Por desgracia, casi todas estas realidades del mal han sido sembradas por el hombre mismo. Son semillas del mal que, una vez sembradas, tarde o temprano, dan su fruto amargo. Semillas que nunca debieron ser sembradas. También tienen nombre propio: nacionalismos extremos, creencias fanáticas, codicias sin frenos, lujuria descontrolada, explotación del hombre y la naturaleza hasta los límites de lo irracional, ceguera ante los signos de alarma que da la vida en todas sus dimensiones.
Es casi imposible encontrar que alguno de los grandes males que afectan al hombre y la mujer de todos los tiempos no obedecen a acciones previas que, con o sin conciencia, el ser humano realizó sin dejarse iluminar por su razón y su conciencia y, desde luego, por Dios.
Y una vez que el poder del mal se hace manifiesto, toda la humanidad, y cada persona en particular, deben hacer esfuerzos ingentes para tratar de sanar heridas, erradicar al maligno, reconstruir lo caído, recuperar la alegría y la esperanza.

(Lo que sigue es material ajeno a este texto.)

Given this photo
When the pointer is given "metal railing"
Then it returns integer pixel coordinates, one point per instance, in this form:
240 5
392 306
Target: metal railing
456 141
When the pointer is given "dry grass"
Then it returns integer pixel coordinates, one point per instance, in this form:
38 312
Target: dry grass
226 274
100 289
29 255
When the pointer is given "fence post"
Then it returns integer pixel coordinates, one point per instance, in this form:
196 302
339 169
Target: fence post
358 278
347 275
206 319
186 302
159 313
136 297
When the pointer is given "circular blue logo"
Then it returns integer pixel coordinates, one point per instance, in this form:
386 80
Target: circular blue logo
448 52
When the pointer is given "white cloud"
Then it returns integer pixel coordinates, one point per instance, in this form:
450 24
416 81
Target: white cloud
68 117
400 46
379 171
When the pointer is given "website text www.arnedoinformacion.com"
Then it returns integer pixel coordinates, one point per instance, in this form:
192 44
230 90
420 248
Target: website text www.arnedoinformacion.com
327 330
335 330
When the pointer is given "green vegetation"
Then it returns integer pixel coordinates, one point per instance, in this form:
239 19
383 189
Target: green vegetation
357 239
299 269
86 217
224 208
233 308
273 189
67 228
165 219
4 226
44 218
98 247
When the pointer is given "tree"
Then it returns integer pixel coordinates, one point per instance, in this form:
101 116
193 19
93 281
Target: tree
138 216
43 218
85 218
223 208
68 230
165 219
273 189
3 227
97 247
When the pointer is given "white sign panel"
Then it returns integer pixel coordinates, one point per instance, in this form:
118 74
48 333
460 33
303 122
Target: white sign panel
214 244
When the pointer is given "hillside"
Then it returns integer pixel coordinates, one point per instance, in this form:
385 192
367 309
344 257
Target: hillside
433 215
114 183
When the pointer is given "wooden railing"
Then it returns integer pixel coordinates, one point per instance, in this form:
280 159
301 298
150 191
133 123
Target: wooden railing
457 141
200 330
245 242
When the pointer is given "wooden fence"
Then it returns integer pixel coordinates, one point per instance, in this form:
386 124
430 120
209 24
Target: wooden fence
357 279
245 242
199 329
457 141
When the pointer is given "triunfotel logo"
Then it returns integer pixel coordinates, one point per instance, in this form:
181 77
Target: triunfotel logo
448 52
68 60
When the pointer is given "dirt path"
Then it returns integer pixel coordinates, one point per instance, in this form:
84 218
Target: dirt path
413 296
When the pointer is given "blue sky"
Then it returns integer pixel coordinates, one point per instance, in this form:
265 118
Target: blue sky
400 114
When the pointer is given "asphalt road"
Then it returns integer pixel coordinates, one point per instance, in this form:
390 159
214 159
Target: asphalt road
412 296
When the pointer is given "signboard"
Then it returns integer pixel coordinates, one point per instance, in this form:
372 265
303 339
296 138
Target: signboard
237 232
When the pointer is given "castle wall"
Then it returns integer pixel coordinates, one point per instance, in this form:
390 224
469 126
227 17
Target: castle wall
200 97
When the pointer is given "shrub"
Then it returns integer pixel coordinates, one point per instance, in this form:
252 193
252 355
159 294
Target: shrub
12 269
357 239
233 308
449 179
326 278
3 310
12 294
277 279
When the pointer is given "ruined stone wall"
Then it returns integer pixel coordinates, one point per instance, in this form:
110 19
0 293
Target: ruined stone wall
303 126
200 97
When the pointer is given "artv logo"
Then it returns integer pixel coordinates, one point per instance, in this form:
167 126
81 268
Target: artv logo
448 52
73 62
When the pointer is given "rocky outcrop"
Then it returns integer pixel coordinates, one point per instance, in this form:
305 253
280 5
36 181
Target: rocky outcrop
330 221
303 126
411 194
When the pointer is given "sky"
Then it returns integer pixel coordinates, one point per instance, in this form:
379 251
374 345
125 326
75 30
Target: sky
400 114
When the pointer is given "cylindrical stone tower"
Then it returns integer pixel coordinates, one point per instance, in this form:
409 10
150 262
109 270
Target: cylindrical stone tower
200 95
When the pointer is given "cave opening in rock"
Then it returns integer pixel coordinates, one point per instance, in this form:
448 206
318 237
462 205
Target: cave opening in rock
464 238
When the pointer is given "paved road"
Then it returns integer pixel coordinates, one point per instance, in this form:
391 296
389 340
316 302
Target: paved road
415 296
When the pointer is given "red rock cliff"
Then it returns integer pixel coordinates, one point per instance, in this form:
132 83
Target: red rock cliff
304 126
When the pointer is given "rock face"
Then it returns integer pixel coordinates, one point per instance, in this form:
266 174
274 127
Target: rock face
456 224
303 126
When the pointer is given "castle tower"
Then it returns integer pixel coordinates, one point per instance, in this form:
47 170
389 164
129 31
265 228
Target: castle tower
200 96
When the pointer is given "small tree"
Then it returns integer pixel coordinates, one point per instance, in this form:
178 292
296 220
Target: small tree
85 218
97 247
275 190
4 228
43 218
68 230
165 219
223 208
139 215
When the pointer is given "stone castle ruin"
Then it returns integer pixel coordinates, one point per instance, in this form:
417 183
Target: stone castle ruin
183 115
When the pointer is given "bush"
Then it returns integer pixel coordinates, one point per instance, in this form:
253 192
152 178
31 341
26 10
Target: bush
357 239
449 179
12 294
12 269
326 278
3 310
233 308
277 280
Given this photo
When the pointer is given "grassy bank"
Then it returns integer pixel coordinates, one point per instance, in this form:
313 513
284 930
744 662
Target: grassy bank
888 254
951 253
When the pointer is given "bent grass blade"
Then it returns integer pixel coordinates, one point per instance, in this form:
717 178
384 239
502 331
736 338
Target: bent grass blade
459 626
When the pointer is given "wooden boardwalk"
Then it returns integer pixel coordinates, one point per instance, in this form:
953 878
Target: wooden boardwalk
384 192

Y aunque algo de esto se logre, las heridas y cicatrices que quedan hacen que nada sea como las cosas fueron al principio y los seres humanos se ven obligados a continuar su camino con inmensas tristezas en el alma, con la esperanza mermada, con la fe fracturada. E infortunadamente sobre las ruinas de las tragedias humanas vuelven a crecer las plantas de frutos amargos que alguien después ingerirá y repetirá el ciclo fatal.
¿Hay remedio para combatir el imperio del mal? La fe cristiana enseña que Cristo venció el pecado y la muerte. Y enseña también que el camino para apropiarse de esas victorias es el de la conversión, es la transformación de cada corazón en particular. Pero lo es también el del uso de las facultades más sublimes que hay en el ser humano, como la inteligencia, la razón, la conciencia, la palabra cuidadosa, la misericordia infinita, el amor a la vida sin excepciones de ningún tipo. Y el remedio está también en dimensionar adecuadamente la condición humana para que no caiga –una y otra vez- en la tentación de “hacerse como Dios”. ¡Cuántos dolores humanos tienen su origen en absolutizar realidades que siempre son finitas, limitadas y pasajeras! Absoluto solo Dios.
Parte de la misión de la Iglesia y de todo evangelizador, como de educadores, padres de familia, orientadores de las personas, es ayudar a que las malas semillas no logren anidar en los corazones de hombres y mujeres.
Dicho de otra manera, ayudar a que nadie sea instrumentalizado en nombre de causas sin sentido, absurdas, violentas, indignas de la condición humana. A que cada persona sea orientada para que aprenda a amar a Dios y al prójimo como a sí misma. A que reconozca sin titubeos la inviolable dignidad humana, la propia y la del otro. A que no cierre nunca los ojos del alma ni los del espíritu.
Enorme es la tarea que hay por delante para iluminar conciencias, mentes, espíritus, y aun cuerpos, para que el mal no se propague más y mucho menos en las dimensiones que hoy se ven.